Eyes are the window to the soul, so it’s no wonder that as a dog owner, you might get a little nervous if anything out of the ordinary should arise in your dog’s orbital spheres (fancy way of saying eyeballs).
The truth is, the eye is an extremely complex and sensitive organ. It’s a majorly vulnerable point for physical objects, bacterial infections, and other diseases to take root.
That being said, most of the time your dog suffers from some sort of eye issue, he’ll recover quickly with no lasting harm. There are some cases where there is cause for alarm, but if you perform regular checkups with your dog and bring him to the vet before symptoms escalate, you and your canine should be alright.
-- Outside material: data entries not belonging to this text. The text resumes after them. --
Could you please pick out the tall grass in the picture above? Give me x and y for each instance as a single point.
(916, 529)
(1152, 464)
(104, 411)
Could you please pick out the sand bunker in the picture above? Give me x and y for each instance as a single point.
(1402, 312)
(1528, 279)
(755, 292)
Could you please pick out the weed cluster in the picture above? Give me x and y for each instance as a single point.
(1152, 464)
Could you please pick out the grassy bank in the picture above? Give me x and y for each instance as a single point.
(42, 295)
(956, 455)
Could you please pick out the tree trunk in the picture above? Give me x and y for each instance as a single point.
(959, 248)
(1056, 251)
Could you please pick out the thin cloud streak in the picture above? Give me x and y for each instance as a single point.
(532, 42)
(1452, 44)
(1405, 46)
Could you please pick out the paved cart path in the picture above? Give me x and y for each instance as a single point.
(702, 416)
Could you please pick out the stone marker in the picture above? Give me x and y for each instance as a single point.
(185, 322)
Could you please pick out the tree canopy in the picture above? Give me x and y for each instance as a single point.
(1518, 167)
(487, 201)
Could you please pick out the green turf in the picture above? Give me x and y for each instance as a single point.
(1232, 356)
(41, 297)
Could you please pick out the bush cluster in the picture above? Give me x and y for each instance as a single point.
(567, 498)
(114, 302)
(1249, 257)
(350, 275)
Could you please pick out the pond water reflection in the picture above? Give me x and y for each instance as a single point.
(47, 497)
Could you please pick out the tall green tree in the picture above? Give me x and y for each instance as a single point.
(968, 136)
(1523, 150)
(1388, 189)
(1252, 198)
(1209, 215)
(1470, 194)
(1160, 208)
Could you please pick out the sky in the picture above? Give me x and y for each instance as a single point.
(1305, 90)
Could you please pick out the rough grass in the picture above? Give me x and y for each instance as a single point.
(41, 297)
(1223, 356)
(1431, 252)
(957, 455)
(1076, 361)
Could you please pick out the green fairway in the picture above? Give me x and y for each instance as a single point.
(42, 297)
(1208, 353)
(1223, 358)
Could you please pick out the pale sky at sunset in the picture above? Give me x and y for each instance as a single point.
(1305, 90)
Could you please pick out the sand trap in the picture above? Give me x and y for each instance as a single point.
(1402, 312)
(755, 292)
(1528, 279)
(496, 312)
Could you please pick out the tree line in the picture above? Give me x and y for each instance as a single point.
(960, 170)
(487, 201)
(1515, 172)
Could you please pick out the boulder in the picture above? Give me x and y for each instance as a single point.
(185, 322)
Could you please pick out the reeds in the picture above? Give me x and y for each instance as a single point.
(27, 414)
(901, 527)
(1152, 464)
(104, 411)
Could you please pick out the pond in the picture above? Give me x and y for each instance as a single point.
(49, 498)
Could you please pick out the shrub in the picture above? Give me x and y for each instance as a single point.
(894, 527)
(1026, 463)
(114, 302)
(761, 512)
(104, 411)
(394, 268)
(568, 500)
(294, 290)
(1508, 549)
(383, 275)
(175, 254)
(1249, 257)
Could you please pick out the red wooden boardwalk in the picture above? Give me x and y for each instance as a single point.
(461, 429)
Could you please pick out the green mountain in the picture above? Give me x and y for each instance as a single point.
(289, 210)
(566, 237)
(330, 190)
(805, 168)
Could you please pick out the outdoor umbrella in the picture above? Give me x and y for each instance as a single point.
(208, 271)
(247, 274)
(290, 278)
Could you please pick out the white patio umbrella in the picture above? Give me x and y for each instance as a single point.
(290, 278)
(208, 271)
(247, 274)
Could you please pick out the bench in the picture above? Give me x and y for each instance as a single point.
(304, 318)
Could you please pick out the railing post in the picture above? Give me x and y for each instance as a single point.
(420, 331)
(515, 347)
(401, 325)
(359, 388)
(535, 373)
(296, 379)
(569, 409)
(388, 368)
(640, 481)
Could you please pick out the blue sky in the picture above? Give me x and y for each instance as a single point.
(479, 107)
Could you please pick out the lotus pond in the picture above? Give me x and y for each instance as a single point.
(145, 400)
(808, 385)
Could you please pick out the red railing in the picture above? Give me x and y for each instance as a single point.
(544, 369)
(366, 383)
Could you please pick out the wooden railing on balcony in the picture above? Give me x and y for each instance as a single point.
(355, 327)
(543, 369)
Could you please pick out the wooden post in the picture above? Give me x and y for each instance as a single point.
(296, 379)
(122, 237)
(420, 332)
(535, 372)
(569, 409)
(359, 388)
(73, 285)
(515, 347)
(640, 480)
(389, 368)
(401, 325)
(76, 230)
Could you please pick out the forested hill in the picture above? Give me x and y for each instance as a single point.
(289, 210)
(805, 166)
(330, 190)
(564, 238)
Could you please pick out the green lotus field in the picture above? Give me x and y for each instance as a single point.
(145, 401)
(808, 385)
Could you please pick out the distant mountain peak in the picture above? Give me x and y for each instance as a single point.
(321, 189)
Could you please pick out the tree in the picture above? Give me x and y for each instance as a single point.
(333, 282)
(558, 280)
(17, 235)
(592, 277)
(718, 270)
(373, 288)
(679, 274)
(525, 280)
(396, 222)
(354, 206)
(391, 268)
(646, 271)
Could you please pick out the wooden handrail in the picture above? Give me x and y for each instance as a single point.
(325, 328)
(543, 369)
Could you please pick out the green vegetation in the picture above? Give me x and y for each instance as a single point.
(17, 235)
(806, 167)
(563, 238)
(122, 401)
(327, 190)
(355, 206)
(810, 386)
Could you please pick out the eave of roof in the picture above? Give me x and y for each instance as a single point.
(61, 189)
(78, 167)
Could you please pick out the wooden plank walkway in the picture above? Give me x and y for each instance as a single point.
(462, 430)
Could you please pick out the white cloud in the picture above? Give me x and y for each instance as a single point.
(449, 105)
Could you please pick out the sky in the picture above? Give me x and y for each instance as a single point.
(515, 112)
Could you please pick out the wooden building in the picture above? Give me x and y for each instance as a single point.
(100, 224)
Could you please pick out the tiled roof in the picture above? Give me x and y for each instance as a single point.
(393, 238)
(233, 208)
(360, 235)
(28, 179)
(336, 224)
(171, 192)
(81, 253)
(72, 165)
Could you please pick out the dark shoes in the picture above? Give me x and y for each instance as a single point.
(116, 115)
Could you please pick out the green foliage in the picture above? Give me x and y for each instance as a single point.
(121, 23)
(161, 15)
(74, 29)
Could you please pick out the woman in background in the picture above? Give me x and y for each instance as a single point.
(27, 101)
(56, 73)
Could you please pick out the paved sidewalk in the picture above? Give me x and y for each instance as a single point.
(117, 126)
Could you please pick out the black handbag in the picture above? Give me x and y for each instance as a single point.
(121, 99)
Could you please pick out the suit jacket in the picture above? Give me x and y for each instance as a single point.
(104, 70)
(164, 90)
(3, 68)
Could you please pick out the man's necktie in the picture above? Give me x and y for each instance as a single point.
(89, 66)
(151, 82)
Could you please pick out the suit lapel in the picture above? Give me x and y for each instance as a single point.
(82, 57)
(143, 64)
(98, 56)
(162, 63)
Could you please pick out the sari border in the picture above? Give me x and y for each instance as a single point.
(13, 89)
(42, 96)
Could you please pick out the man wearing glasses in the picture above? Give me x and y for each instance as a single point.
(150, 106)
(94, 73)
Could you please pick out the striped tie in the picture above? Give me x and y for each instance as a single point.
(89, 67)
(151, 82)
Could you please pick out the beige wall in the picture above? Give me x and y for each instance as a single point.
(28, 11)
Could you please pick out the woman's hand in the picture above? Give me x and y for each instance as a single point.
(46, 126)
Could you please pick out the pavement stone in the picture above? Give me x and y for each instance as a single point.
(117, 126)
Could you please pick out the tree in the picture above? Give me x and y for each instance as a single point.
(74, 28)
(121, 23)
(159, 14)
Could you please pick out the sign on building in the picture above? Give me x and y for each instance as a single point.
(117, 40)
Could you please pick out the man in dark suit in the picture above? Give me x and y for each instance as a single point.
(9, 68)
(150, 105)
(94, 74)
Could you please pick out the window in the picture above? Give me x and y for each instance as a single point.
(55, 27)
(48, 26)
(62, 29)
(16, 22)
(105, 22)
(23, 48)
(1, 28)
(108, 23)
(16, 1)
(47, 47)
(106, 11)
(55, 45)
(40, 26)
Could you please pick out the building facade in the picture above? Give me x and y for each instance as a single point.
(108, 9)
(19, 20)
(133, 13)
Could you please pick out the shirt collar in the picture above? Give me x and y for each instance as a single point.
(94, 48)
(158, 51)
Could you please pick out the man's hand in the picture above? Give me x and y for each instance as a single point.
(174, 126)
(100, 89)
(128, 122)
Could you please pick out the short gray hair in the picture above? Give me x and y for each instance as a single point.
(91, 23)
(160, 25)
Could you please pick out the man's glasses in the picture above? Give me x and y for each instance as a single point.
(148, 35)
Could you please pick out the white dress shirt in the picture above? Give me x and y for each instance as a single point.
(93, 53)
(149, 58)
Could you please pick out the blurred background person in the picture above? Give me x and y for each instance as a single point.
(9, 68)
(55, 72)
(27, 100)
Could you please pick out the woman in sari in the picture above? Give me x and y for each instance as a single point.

What Exactly is Eye Discharge in Dogs
Before jumping into the details, it will probably help to cover the basics of what eye discharge is and the various types you may see.
This article has broken it down into four categories, but keep in mind discharge can come in many shapes and forms. Therefore, it’s important to use your best judgment and contact your vet if you have any concerns.
Gunk and Crust
A small amount of gunk or crust is usually called eye-boogers. Eye-boogers are made up of dried tears, dust, dead cells, and other materials that tears have flushed from the eyes.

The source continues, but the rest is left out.